The conversation is tropey banter rather than human realism, but there are so few IF games that go anywhere near the old-style romance/swash tropes on display here, they feel reasonably fresh anyway. And if you enjoy the back-and-forth between characters here, you may also like Pacian’s other game Walker and Silhouette, involving flapper-era detectives.
Indeed, the flirty antagonism of characters who are both competitors and potential lovers is another hallmark of Pacian’s work, appearing in some form in Rogue of the Multiverse and Love, Hate, and the Mysterious Ocean Tower as well; and while the Prince in Castle of the Red Prince is definitely evil, his greeting when you first appear is not as simply hostile as one might have expected.

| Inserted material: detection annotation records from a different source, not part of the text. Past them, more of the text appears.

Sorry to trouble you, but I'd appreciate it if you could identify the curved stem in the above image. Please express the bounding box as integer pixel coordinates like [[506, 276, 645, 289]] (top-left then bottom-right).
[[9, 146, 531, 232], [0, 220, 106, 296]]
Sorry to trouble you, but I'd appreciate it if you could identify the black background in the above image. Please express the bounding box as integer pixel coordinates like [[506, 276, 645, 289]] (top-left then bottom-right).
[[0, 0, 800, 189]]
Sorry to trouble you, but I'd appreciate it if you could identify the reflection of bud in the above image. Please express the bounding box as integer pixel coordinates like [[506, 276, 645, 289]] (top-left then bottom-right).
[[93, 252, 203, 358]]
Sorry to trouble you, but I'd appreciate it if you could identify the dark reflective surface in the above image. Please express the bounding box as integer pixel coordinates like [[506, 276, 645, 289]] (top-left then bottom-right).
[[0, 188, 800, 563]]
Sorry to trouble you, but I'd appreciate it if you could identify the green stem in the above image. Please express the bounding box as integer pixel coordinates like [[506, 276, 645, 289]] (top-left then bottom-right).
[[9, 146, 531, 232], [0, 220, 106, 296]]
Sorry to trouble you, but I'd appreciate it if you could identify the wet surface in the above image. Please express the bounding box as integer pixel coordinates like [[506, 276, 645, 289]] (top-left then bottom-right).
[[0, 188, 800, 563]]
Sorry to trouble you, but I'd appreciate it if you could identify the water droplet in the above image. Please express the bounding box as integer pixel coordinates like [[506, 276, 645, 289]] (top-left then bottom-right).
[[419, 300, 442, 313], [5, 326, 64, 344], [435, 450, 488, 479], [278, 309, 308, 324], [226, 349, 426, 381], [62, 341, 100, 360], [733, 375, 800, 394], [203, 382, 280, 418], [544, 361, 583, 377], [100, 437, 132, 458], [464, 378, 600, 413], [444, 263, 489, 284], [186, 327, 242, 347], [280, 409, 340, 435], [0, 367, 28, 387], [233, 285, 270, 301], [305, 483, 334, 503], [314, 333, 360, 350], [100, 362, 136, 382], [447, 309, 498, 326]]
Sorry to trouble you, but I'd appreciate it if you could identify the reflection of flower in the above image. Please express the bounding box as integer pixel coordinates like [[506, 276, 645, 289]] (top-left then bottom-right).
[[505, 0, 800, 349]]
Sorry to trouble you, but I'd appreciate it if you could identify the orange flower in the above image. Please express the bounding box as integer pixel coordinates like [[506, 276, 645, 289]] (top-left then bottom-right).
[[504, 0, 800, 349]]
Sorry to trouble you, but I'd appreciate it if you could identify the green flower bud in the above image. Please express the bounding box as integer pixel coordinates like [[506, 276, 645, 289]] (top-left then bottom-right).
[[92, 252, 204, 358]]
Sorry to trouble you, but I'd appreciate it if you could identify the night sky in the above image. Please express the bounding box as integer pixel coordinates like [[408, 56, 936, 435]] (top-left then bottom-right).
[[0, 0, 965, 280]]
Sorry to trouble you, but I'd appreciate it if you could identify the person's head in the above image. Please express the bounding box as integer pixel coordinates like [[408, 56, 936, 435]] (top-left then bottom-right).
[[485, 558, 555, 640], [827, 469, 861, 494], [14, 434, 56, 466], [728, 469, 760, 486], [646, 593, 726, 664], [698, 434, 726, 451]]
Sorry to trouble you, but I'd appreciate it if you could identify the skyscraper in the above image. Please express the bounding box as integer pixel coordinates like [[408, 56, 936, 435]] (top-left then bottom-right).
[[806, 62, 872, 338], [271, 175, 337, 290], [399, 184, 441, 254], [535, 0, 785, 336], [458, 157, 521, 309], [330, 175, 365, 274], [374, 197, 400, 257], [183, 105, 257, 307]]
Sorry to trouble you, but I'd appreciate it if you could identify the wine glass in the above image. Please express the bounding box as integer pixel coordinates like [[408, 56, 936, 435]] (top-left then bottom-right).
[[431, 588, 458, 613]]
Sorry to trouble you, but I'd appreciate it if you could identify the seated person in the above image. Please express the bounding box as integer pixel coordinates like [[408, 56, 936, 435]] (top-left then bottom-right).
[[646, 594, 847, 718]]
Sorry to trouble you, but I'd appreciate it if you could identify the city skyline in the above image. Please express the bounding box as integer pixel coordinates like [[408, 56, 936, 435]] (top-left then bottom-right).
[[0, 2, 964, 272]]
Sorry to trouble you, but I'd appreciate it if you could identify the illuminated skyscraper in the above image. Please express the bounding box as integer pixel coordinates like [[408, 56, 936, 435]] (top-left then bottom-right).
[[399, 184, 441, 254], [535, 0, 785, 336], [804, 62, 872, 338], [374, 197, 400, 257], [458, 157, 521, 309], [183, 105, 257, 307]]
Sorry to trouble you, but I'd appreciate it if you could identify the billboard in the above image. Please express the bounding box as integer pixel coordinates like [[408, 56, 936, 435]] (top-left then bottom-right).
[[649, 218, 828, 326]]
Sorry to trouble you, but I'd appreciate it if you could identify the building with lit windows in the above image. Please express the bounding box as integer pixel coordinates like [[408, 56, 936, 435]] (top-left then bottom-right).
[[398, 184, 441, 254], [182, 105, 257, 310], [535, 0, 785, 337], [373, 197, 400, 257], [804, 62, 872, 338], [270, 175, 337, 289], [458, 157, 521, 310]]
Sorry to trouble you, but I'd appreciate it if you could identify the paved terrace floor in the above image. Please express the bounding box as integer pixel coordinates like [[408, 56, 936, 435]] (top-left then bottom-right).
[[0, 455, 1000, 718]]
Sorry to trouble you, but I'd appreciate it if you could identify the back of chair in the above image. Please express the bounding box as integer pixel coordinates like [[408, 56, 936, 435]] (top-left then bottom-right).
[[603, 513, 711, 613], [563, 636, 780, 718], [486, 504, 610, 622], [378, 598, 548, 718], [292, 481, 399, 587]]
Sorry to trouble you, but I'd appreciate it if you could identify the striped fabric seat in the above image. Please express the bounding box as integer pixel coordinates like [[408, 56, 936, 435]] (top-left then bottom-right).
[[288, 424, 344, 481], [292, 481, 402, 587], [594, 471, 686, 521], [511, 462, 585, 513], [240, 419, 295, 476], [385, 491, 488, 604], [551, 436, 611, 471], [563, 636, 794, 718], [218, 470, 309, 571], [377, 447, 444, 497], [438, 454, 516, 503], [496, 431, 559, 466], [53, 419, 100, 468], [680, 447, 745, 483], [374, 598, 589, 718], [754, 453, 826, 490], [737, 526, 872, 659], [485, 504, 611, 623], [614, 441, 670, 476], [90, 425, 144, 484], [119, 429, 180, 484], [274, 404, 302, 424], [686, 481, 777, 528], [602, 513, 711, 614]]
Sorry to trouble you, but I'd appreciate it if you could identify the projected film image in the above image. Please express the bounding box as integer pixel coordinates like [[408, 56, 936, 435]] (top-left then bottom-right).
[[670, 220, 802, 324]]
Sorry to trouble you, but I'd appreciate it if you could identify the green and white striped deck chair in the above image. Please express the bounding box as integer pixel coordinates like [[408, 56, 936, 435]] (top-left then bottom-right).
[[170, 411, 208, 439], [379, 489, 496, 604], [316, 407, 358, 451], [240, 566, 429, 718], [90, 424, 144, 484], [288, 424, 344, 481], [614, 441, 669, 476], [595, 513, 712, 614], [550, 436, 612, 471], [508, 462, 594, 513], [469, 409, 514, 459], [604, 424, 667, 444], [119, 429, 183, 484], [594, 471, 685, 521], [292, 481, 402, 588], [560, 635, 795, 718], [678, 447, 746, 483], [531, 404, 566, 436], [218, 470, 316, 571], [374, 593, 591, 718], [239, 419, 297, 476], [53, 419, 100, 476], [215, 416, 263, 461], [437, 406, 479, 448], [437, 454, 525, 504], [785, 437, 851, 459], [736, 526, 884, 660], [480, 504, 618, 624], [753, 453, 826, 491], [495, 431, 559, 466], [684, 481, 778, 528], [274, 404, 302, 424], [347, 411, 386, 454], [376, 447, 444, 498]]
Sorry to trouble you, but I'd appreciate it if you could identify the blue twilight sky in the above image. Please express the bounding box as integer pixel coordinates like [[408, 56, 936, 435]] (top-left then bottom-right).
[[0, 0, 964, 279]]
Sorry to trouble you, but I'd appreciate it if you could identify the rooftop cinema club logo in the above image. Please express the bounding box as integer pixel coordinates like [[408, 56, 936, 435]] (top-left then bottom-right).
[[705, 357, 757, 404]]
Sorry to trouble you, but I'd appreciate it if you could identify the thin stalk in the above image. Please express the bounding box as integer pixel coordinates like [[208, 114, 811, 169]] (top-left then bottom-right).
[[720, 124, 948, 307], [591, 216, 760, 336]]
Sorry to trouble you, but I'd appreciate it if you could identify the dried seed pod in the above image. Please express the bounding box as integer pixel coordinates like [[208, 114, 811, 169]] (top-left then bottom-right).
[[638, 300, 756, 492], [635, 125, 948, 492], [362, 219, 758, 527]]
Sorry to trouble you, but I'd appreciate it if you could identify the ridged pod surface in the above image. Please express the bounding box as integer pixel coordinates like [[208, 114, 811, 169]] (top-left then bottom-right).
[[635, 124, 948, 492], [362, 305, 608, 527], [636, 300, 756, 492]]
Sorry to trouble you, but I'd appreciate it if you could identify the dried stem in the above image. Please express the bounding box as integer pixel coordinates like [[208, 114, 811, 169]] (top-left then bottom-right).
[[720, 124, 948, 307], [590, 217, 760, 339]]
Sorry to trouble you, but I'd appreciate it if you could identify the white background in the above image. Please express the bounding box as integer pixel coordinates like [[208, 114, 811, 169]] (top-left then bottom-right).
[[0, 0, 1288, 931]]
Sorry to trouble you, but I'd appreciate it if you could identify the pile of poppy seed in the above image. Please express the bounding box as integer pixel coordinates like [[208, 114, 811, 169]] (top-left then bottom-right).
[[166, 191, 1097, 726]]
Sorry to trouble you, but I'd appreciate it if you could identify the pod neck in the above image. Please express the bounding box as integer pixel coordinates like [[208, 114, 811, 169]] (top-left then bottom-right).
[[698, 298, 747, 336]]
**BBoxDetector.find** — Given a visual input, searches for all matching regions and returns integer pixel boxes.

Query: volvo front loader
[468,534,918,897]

Perhaps that’s another reason I find Pacian’s assorted worlds so enjoyable to explore: the characters often feel affection, respect, and liking, as well as desire, even for their opponents. The possibility of a humane connection is always there.
Jetbike Gang (Twine, 2015) is an ultra-controlled entry for Porpentine’s TwinyJam. Submitted games had to be no more than 300 words. For interactive work, that’s an extremely tight scope, but Pacian uses it deftly to build a widely-branching piece about police brutality in a near-future world. No words are wasted; every one is doing maximum work.
It’s also very different from most of the rest of what Pacian has written — and nothing could be more characteristic.
[Disclosures: Emily has never to the best of her knowledge met CEJ Pacian. She has met Porpentine. More generally, Emily Short is not a journalist by trade and works professionally with various interactive fiction publishers. You can find out more about her commercial affiliations at her website.]